La possibilità di avvistare l’orso è facilitata dalla presenza di carcasse di animali che vengono deposte nelle vicinanze del lago. Non sono particolarmente favorevole a questa modalità di avvistamento. Osservare l’orso in libertà, come qualsiasi altro animale selvaggio, significa rispettare tutte quelle condizioni che non prevedano la presenza di fattori esterni, come la carcassa di un animale morto. Messa da parte la mia rigidità di opinione, riesco però a comprendere il senso di questa modalità di osservazione. Il capanno costringe ad una distanza obbligata, addestra a rispettare la comfort zone di ogni animale senza la benché minima possibilità di invadere, anche solo per pochi centimetri, l’habitat di una fastidiosa zanzara o dei miei amati orsi.
Una modalità di avvistamento che preclude ogni forma di impazienza e sradica da una vita frenetica la calma necessaria per scoprire cosa si nasconda dietro il semplice movimento di un animale o dietro il soffio del vento. Bloccato ogni pensiero, mi dedico alla contemplazione del paesaggio che con le luci del tramonto assume un aspetto in continuo mutamento per colori ed ombre.
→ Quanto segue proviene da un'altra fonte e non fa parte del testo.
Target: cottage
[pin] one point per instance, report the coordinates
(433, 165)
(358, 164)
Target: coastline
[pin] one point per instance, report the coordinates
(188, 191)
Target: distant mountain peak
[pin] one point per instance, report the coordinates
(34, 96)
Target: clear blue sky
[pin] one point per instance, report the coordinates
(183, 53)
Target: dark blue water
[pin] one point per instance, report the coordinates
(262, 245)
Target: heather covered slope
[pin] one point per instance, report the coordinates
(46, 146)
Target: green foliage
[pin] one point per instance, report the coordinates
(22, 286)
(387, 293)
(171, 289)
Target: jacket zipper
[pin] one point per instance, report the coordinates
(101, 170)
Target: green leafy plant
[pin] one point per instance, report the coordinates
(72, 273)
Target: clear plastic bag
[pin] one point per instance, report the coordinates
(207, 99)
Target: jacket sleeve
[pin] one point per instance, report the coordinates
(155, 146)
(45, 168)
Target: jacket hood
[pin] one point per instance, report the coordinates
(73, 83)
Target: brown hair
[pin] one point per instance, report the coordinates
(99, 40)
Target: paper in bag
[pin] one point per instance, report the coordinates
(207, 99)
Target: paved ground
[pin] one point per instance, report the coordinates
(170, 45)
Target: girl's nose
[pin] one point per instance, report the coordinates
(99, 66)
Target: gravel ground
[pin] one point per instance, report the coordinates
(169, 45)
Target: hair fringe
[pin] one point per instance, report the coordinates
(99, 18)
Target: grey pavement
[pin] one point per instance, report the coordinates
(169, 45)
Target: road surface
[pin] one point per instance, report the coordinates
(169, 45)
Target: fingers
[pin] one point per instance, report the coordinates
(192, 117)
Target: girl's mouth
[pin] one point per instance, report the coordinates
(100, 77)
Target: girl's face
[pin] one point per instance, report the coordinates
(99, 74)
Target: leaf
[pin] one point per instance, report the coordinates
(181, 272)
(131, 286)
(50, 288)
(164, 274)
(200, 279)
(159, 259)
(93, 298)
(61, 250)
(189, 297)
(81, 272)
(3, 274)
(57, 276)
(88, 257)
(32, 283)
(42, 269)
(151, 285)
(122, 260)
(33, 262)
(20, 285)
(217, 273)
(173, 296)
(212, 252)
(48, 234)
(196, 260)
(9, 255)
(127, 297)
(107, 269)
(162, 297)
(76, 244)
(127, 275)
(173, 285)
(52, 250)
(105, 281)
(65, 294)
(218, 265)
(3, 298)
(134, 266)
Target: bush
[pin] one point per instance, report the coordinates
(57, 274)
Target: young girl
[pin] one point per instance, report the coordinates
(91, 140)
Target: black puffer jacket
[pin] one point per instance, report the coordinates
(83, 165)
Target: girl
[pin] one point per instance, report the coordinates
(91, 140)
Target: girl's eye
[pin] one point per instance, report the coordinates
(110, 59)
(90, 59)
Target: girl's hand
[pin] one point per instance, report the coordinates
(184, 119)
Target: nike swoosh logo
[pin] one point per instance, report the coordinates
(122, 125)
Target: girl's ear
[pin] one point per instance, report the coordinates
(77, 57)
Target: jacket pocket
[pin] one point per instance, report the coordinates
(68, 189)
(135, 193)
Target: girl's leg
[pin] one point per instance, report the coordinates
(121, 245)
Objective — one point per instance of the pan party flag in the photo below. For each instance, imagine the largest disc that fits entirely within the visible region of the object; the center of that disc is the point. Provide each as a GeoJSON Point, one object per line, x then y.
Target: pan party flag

Ancora nessun segnale dell’orso. In lontananza sulla riva del lago si affaccia un ghiottone (Gulo gulo), un raro carnivoro. Le anatre impaurite si alzano frettolose dalle acque. Il ghiottone sembra aver individuato la carcassa dell’animale destinata all’orso. Non ha alcuna esitazione a rubare furbescamente la preda. Continuano intanto mille congetture sulla comparsa dell’orso e mi incoraggio ripetendomi la parola-chiave “pazienza”.
Sono circa le undici di sera. Una luce flebile preannuncia le brevi ore di buio che a queste latitudini precedono il giorno.
Uscire dal capanno è assolutamente da evitare, gli orsi potrebbero fuggire al più impercettibile rumore. Si sta alzando una leggera brezza che con dolcezza increspa la superficie del lago. Il medesimo alito di vento accarezza i rami degli abeti che si specchiano nelle acque.
Nel capanno mi trovo con un altro fotografo con cui di tanto in tanto, sottovoce, scambio qualche impressione. Con lui decido di stabilire dei turni durante le brevi ore di buio. Un silenzio profondo cala su quel piccolo mondo che è il nostro capanno, sui miei pensieri e sopra un lago propenso ad addormentarsi insieme agli abitanti della foresta.
Sonnecchio stanca per qualche ora. Turni di due ore ciascuno. Mi sveglio alle prime luci dell’alba, ma dell’orso non c’è traccia, nessun segnale. La vita del lago riprende, un passo alla volta, ogni secondo con una luce diversa, come quando scali una montagna e ti arrampichi in parete con tale attenzione da riuscire a percepire le più piccole sfumature di grigio e rosa nelle venature della roccia.Trascorro quattro notti osservando dal minuscolo foro di appoggio all’obiettivo della macchina fotografica la vita della foresta intorno. Durante il giorno si rientra alla base, una grande casa di legno dove riposarsi dalle notti insonni e rifocillarsi.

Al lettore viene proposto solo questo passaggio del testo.